The Hansard at Huddersfield project

Alexander Von Lunen & Hugo Sanjurjo Gonzalez

University of Huddersfield

The AHRC-funded Hansard at Huddersfield project is following up on the recent SAMUELS project, which semantically tagged the Hansard Corpus. The Hansard corpus is the collection of UK House of Commons and Lords debates from 1803 to 2005, and the SAMUELS project tagged this corpus with a grammatical and semantic annotation based on the Historical Thesaurus Semantic Tagger.

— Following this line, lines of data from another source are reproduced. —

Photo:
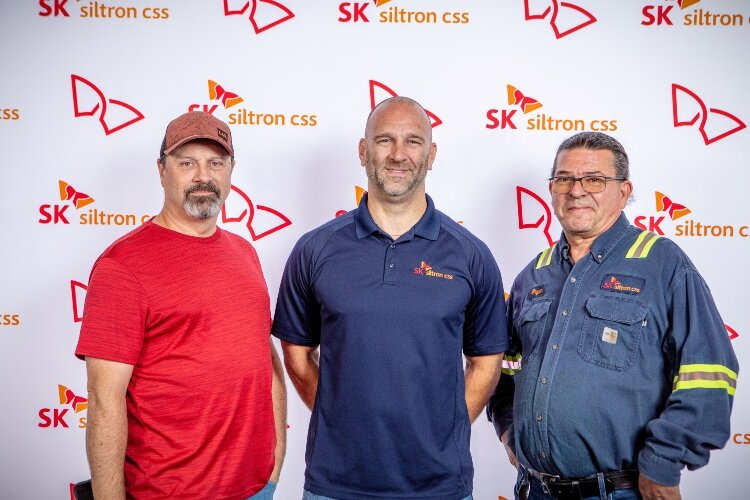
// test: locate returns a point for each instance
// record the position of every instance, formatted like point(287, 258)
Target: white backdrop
point(86, 92)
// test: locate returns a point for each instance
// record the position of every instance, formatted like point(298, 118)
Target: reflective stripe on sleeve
point(642, 245)
point(702, 376)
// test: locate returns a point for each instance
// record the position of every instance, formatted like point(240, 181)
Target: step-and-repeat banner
point(87, 88)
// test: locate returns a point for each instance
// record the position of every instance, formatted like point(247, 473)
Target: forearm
point(106, 439)
point(480, 378)
point(278, 394)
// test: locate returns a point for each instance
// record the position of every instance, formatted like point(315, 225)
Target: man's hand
point(654, 491)
point(511, 456)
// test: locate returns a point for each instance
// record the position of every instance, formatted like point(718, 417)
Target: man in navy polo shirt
point(392, 293)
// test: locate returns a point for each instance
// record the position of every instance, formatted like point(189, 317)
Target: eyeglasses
point(589, 183)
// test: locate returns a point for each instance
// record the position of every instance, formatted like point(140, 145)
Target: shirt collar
point(427, 227)
point(603, 244)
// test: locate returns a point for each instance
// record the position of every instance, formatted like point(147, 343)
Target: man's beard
point(376, 173)
point(203, 206)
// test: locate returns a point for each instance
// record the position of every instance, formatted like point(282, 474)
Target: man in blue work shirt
point(392, 293)
point(622, 368)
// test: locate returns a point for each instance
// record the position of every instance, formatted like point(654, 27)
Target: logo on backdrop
point(10, 319)
point(689, 110)
point(7, 114)
point(565, 18)
point(259, 220)
point(671, 219)
point(57, 213)
point(70, 406)
point(263, 14)
point(96, 10)
point(359, 192)
point(384, 92)
point(665, 14)
point(519, 109)
point(219, 96)
point(89, 100)
point(538, 214)
point(360, 12)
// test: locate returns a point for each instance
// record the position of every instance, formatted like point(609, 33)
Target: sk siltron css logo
point(565, 18)
point(89, 100)
point(384, 92)
point(55, 213)
point(263, 14)
point(662, 14)
point(691, 227)
point(58, 417)
point(689, 110)
point(504, 117)
point(260, 221)
point(542, 215)
point(220, 96)
point(353, 12)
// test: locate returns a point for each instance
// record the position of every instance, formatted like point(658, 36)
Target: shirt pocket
point(532, 320)
point(612, 331)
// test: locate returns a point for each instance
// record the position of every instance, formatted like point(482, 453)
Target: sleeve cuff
point(657, 469)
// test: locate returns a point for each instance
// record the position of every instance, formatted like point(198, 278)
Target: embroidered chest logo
point(425, 269)
point(537, 291)
point(620, 283)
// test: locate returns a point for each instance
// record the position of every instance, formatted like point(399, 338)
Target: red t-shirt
point(193, 317)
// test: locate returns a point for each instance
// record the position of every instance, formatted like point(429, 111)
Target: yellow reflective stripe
point(708, 368)
point(649, 244)
point(705, 384)
point(545, 258)
point(637, 243)
point(642, 245)
point(705, 376)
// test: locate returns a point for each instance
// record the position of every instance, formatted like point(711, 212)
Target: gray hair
point(597, 141)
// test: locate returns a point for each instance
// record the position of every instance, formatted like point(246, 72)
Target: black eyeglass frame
point(580, 179)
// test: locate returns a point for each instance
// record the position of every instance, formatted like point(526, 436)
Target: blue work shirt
point(624, 361)
point(392, 319)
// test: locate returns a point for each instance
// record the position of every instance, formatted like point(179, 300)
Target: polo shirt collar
point(603, 244)
point(427, 227)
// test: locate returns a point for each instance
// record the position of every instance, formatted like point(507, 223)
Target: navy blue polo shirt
point(392, 319)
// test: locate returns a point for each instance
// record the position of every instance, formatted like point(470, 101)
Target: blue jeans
point(306, 495)
point(536, 491)
point(266, 493)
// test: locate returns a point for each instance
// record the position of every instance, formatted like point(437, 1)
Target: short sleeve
point(297, 318)
point(485, 330)
point(114, 314)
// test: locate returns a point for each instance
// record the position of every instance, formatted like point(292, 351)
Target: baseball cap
point(196, 125)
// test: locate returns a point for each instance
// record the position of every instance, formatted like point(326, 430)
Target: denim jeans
point(306, 495)
point(266, 493)
point(536, 491)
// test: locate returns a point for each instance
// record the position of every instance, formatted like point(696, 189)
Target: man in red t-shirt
point(186, 391)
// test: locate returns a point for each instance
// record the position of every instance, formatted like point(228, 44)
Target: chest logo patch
point(537, 291)
point(622, 283)
point(425, 269)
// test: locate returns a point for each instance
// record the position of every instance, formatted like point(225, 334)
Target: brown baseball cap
point(196, 125)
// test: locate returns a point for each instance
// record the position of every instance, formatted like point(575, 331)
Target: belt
point(570, 489)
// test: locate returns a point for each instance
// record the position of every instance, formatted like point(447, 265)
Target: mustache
point(204, 186)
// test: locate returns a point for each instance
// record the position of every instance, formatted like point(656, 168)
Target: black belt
point(573, 489)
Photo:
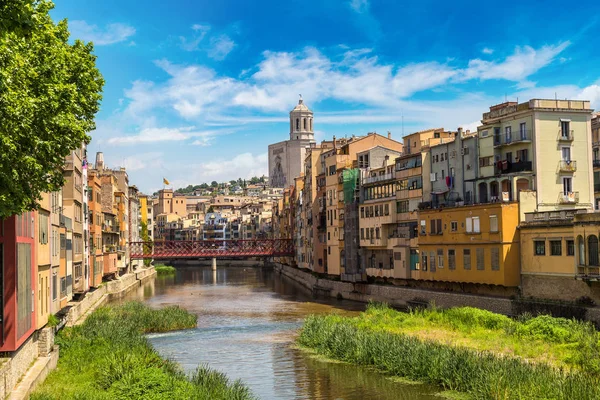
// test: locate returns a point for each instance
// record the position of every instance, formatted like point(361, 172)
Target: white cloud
point(153, 135)
point(360, 6)
point(112, 33)
point(524, 62)
point(220, 47)
point(193, 43)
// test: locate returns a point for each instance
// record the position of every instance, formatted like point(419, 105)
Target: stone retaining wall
point(393, 295)
point(41, 343)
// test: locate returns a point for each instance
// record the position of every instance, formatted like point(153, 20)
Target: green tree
point(50, 91)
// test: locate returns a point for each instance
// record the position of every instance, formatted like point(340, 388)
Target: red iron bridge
point(172, 249)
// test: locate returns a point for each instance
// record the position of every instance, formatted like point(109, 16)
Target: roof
point(301, 106)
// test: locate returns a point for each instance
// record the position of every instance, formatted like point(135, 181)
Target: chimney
point(99, 161)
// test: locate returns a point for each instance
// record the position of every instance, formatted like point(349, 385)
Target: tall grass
point(482, 374)
point(108, 357)
point(162, 269)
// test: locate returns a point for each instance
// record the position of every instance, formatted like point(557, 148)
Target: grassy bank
point(162, 269)
point(466, 350)
point(108, 357)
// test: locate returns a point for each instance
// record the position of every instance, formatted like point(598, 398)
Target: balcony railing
point(568, 198)
point(567, 165)
point(378, 178)
point(514, 137)
point(506, 167)
point(565, 136)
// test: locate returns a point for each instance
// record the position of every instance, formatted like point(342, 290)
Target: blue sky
point(196, 90)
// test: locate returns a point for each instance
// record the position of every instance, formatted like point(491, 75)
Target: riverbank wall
point(24, 369)
point(404, 297)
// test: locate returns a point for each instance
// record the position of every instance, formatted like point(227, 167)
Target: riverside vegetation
point(109, 357)
point(162, 269)
point(486, 355)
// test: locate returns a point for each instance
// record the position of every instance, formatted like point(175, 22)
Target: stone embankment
point(398, 296)
point(26, 368)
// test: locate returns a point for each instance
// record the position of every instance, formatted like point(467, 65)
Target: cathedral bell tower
point(301, 119)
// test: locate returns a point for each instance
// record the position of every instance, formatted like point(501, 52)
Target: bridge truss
point(170, 249)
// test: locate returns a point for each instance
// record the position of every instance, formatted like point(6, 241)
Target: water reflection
point(247, 321)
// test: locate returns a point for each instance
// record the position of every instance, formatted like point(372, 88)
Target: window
point(570, 247)
point(480, 259)
point(565, 129)
point(54, 286)
point(43, 225)
point(495, 252)
point(24, 289)
point(493, 223)
point(451, 259)
point(556, 247)
point(539, 247)
point(476, 228)
point(508, 134)
point(567, 185)
point(467, 258)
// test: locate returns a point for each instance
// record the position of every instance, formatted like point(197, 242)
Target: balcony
point(565, 136)
point(568, 198)
point(567, 165)
point(513, 138)
point(507, 167)
point(378, 178)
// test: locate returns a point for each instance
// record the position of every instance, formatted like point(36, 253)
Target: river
point(247, 322)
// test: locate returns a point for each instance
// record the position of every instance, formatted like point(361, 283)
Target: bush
point(482, 375)
point(108, 357)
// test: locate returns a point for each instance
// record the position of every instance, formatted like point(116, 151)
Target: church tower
point(301, 122)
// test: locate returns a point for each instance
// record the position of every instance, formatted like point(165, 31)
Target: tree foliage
point(50, 91)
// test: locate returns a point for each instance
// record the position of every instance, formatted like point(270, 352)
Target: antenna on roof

The main goal of the Hansard at Huddersfield project is to introduce some usual corpus linguistic methods to the general public in a simplified manner. Most methods from corpus linguistics cater for a specialist audience, yet these methods could also help the general public by making the record of British parliament more accessible. The project contemplates this by means of intuitive searches and associated visualisations. Timelines, word clouds, sunburst visualizations and line charts show linguistic information such as frequencies, linguistic tags and relations in a simpler and more understandable way. Thus, we expect that non-academic users and the general public maximise the benefits of the Hansard Corpus without the need of any linguistic expertise and obtaining more than a simple list of full-text search results.

Week 13 2018/2019

Thursday 31st January 2019

Management School LT 11